Read today's column from Mark Andrews.
IF you are on an NHS waiting list for heart surgery, or if you even suffer from slightly high blood pressure, you might want to look away now. Carla Bellucci, a 37-year-old former glamour model, has been boasting about how she managed to get a £7,000 nose job free of charge on the NHS by feigning depression. “I went to my GP, flirted with him, and he told me exactly what to do,” she said. “The funny thing is, I’ve never had depression. They didn’t check a thing.”
Call me a curmudgeon, but I struggle to find that very funny at all. Her attitude also demeans those suffering from the very real and serious problem of depression. She added: “Some might think I’m milking the system, but that’s what it’s there for. I’m just clever enough to know how to do it.”
Given that she has now admitted obtaining the treatment under false pretences, I hope the Royal Free NHS Foundation Trust – which has failed to meet its waiting-time targets for cancer treatments – attempts to recover the funds. But I won’t hold my breath. Serious questions also need to be asked about the conduct of the GP, if what she says is correct.

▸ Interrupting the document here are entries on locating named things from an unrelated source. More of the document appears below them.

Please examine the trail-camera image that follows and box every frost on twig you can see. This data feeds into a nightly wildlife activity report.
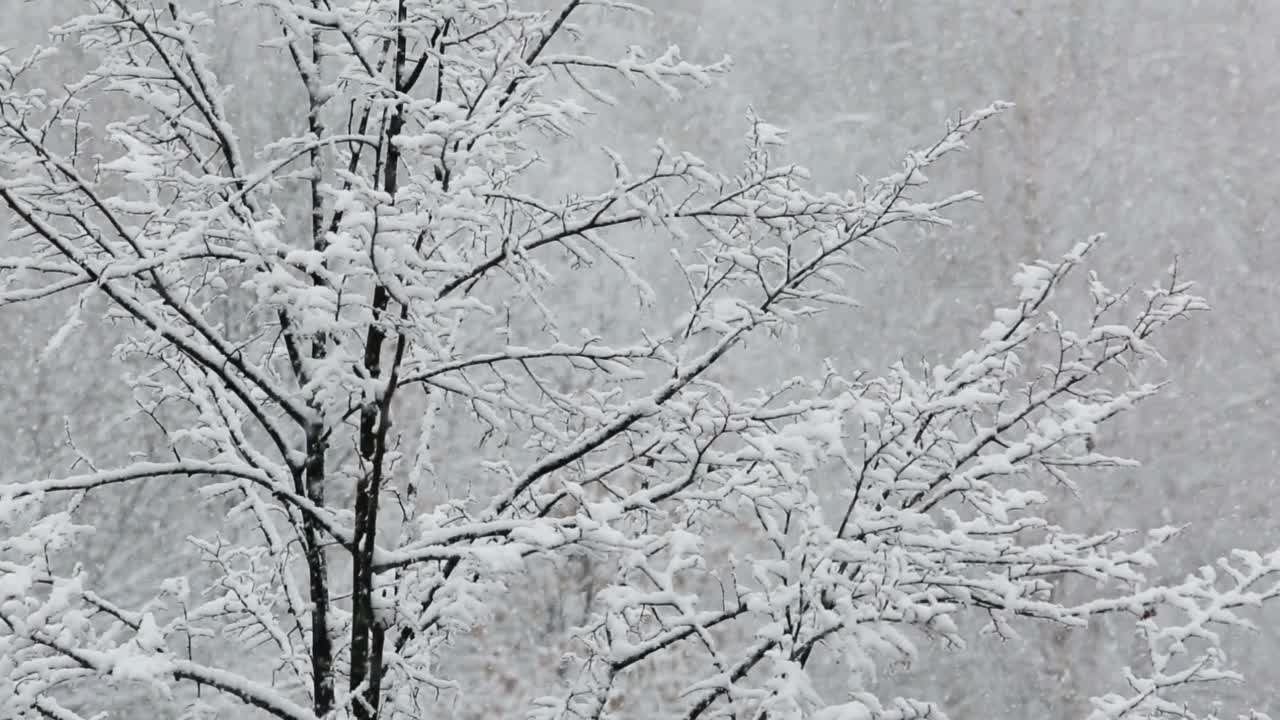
[0,0,1275,720]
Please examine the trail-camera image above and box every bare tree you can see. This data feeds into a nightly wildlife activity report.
[0,0,1280,720]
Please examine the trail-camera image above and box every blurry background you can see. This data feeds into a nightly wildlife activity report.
[0,0,1280,719]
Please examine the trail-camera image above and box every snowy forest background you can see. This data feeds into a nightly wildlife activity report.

With an ageing population, the ever rising-cost of drugs and medical treatments, and an adult social care system which is clearly not capable of meeting demand, it is little surprise that the NHS is under more pressure than ever before. But this story surely demonstrates that there desperately needs to be a thorough review of what the health-care system is for. This week we have enjoyed the dubious pleasure of listening to numerous debates from the men who want to become the next leader of this country. But none of the candidates have summoned the courage to say that the NHS just can’t fund everything.

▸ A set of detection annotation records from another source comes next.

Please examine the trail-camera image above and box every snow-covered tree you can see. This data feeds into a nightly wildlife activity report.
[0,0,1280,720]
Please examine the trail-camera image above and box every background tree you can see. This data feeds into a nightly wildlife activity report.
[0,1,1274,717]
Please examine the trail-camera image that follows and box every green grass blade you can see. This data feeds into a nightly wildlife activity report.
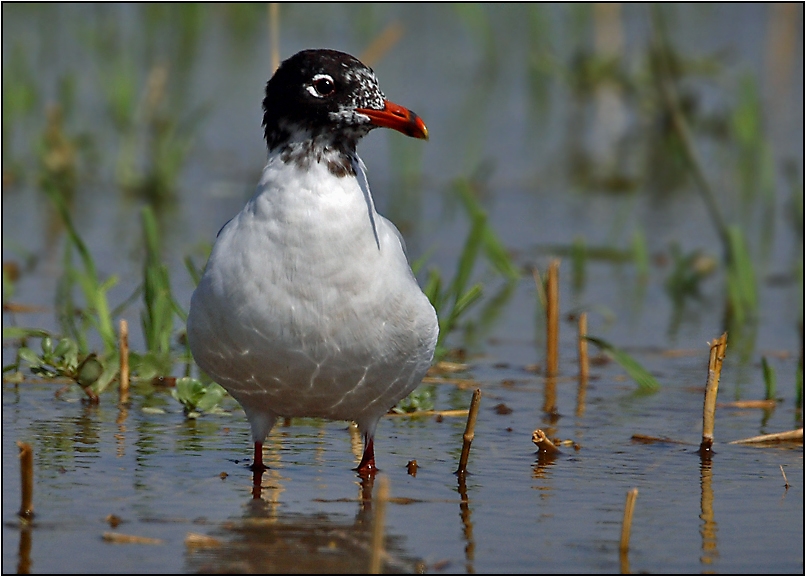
[761,357,775,400]
[585,336,660,391]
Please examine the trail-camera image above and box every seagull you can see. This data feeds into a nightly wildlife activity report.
[187,50,439,477]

Today’s NHS is expected to perform functions never even envisaged at the time it was created in 1948. Cosmetic surgery, fertility treatments and countless other procedures were barely an issue back then, and there needs to be a serious grown-up debate about what we can afford to do. It won’t be popular, cuts to services never are. But something is very wrong when ex-glamour models wanting nose jobs results in patients waiting for cancer treatments.

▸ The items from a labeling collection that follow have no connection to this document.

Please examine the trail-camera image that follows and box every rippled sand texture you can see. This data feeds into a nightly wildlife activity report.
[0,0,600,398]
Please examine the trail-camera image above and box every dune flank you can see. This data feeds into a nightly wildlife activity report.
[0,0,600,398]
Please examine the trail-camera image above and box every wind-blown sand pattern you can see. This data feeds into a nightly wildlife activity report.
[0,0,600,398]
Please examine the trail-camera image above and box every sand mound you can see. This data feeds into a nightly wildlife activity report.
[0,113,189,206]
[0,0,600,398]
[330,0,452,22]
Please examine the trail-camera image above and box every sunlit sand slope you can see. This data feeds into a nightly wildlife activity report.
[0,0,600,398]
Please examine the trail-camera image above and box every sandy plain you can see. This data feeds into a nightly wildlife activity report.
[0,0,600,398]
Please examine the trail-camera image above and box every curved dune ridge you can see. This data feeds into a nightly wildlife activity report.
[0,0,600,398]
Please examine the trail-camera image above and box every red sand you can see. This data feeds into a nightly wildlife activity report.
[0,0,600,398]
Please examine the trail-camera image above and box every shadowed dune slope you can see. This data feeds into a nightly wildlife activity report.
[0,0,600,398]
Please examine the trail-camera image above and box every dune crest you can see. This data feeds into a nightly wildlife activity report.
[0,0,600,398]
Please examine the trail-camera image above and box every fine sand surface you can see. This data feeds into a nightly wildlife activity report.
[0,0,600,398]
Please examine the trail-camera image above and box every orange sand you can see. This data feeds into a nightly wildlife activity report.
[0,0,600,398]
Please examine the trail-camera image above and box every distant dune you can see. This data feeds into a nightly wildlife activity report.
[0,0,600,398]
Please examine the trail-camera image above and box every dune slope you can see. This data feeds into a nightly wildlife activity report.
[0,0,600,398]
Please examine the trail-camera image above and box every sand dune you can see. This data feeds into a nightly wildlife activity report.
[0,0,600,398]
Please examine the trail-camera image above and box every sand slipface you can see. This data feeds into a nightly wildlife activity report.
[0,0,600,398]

IN A similar vein, within days of announcing that the BBC plans to scrap free licence fees for most over-75s, it also emerged that the corporation has also been broadcasting programmes which nobody watches. BBC Scotland, a new station launched in February at a cost of £32 million, has screened a total of 21 programmes which have, on some occasions, had no viewers whatsoever. One of them was a discussion show featuring a dominatrix, while four out of 19 editions of Tune, a music programme promoting local bands, were also viewer-less. The BBC said it was not unusual for some digital channels to have small audiences, pointing out that 14 of them were after 11pm when viewing figures tended to be low. Fair enough. But why waste money making them?
MEANWHILE, BBC director of policy (me neither) Clare Sumner tries to put a positive spin on the plan to restrict free TV licences to those claiming pension credits, saying it might make less well-off pensioners more likely to claim the benefits they are entitled to. I think the word is chutzpah.